I don’t blame you for believing that a great career is built in a big, Fortune 500 company. After all, it is years and years of social conditioning that draws us to the big shiny object.
I also have to admit; the rise of the startup culture is also a somewhat recent phenomenon. “But I’m a Data Scientist. Everyone wants me. Why should I work for a startup?”, you’ll ask. Here’s the answer.
While the glamor of a Fortune 500 company or a large organisation is hard to resist, the fact is there are more exciting data scientist roles out there, where skills matter more than the regular credentials. If you can look beyond the glamor of the big brand, here’s what you’ll find if you join a product startup as a data scientist. Now, this comes from my years of experience, which I do accept is not a statistically significant sample size.
But first, let’s understand what a data scientist is expected to do.
The role of the data scientist, generally speaking, is that of a facilitator who can extract meaning and interpret data. This requires the knowledge and application of statistical modeling and machine learning algorithms and the capability to apply these to answer pressing business questions.
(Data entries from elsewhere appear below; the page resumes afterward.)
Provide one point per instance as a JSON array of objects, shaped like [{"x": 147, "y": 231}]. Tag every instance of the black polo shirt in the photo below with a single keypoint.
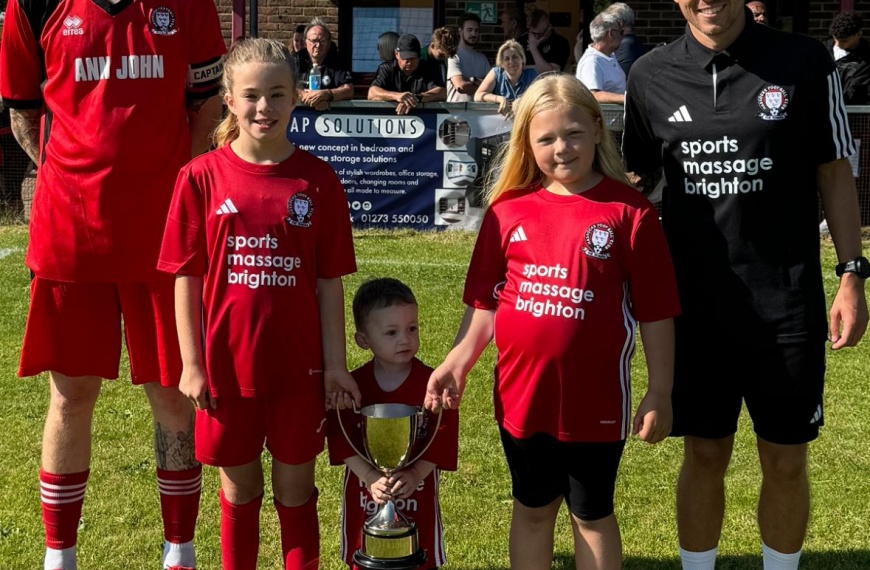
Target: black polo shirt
[
  {"x": 740, "y": 134},
  {"x": 427, "y": 76},
  {"x": 555, "y": 49},
  {"x": 332, "y": 72}
]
The data scientist is somewhat a jack of all trades – an analyst, mathematician, trend-spotter, a software engineer, a business communicator, a data miner, troubleshooter…basically a key stakeholder in any data-driven enterprise. And today, all forward-thinking and successful companies are data-driven.
Now, why do I say that joining a data science product startup is a great career move? Here is a simple laundry list.
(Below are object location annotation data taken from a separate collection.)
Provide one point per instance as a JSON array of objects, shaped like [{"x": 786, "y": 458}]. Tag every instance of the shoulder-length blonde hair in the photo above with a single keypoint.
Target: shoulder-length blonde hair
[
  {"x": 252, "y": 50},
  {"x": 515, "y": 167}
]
Are you a generalist or a specialist?
What are your objectives behind choosing this career path? What were your motivations? That the data scientist’s job has been touted as the sexiest job of this century is a valid starting point. But what next? Life in a big company for a data scientist could mean working on the same problem for years. That’s an opportunity for sure. Why wouldn’t you want to work at Facebook to develop the world’s greatest recommendation engine? But what if you were to work on the same problem for an indefinite period of time? You could be spending your entire career in a regulated specific field.
In a startup, on the other hand, you will be putting ‘all’ your data science skills to work. Given the dynamic environment of a startup, you will spend time helping marketing, sales, product teams and the rest answer their questions. Your ability to juggle different problems at the same time and the ability to acquire and apply new skills will be your expertise. And that, fortunately, is a great skill to have. New tools and technologies will be your playing filed. You will be a specialist and yet a generalist. Obviously, your knowledge, over a period of time will only be more.
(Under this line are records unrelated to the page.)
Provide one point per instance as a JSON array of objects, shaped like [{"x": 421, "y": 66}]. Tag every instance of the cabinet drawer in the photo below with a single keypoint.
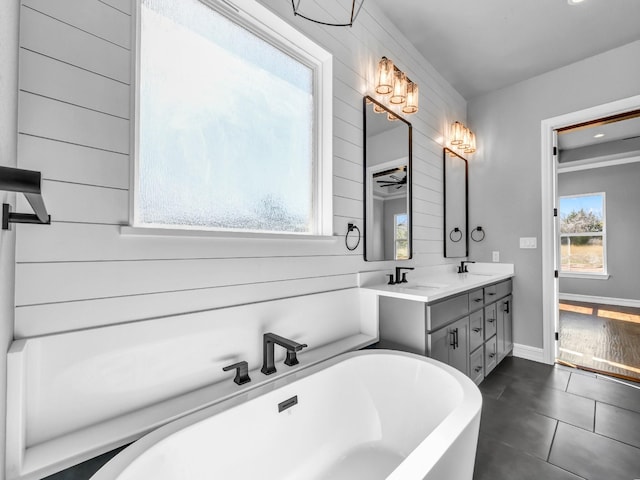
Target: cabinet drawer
[
  {"x": 476, "y": 366},
  {"x": 441, "y": 313},
  {"x": 490, "y": 355},
  {"x": 490, "y": 323},
  {"x": 476, "y": 299},
  {"x": 490, "y": 293},
  {"x": 476, "y": 330},
  {"x": 503, "y": 288}
]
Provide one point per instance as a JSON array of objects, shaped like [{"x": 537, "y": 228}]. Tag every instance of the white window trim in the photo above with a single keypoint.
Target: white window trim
[
  {"x": 604, "y": 275},
  {"x": 250, "y": 13}
]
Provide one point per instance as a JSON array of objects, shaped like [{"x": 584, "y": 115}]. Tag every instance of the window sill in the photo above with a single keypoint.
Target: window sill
[
  {"x": 586, "y": 276},
  {"x": 226, "y": 234}
]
Grabbing the low-hanging fruit
In a big company, you get assigned a task and you stick to it. You have a problem; you go to the expert and get a solution. Great! But how does that impact your growth? Growth happens, in this environment, when growth does.
In a startup environment, a data scientist has the opportunity to grab the low hanging fruit. There’s data everywhere. In fact, all companies are on a mission to collect as much data as possible. Data Scientists in a startup can completely leverage this data frenzy, find unique data sets that no one has looked at before, and identify more avenues for creating and exploring more data sets. The result? You identify more opportunity.
The impact opportunity
As a corollary to the above point, making an impact is substantially easier in a startup. Of course, you have to shoulder the burden of accountability but, (as Spiderman says), with great power comes great responsibility, isn’t it?
As you get the opportunity to explore more data and discover more relevant data sets, you also get the opportunity to create high-impact prototypes quickly. In a large organisation, on the contrary, you might spend more time only maintaining such prototypes. Or you might end up working to marginally improve the performance of the existing systems. Where’s the impact?
You’ll be the ‘Data Person’
While you might be called a data scientist, you will actually be the ‘data person’ in a startup. You will help the organisation make sense of the data they have, build data systems, and identify ways to run experiments and grow the business in a data-driven manner.
Practically speaking, you will be helping the startup making sense of the data, identify ways of how this data can help the company succeed today. How do you do this? By providing smart answers that lead to smart decisions and propels the startup to that hockey stick growth.
And then as the startup grows, you also get the opportunity to help the company become a data-driven organisation for tomorrow.
Your personal growth
‘Growth’ in the truest and the broadest sense happens when you are working in a startup environment. In a product startup, a data scientist gets to explore not just the data, but more. Think domain, customer experience, business impact, trends, and technologies.
The depth of the work is such that it helps you explore more and do more. Your role can be a force multiplier of how to help the company now. And the wrangling involved to achieve this brings great learning and consequently great growth. It no longer remains about using Spark or RNN’s to work but to explore how well these and other such technologies can be used from a business and cultural standpoint.
There’s a ton of learning and education involved when working in data science for a product startup. And while the environment will be challenging, the opportunities will be more, the impact will be resounding, and your own personal development will be phenomenal. Have I convinced you enough?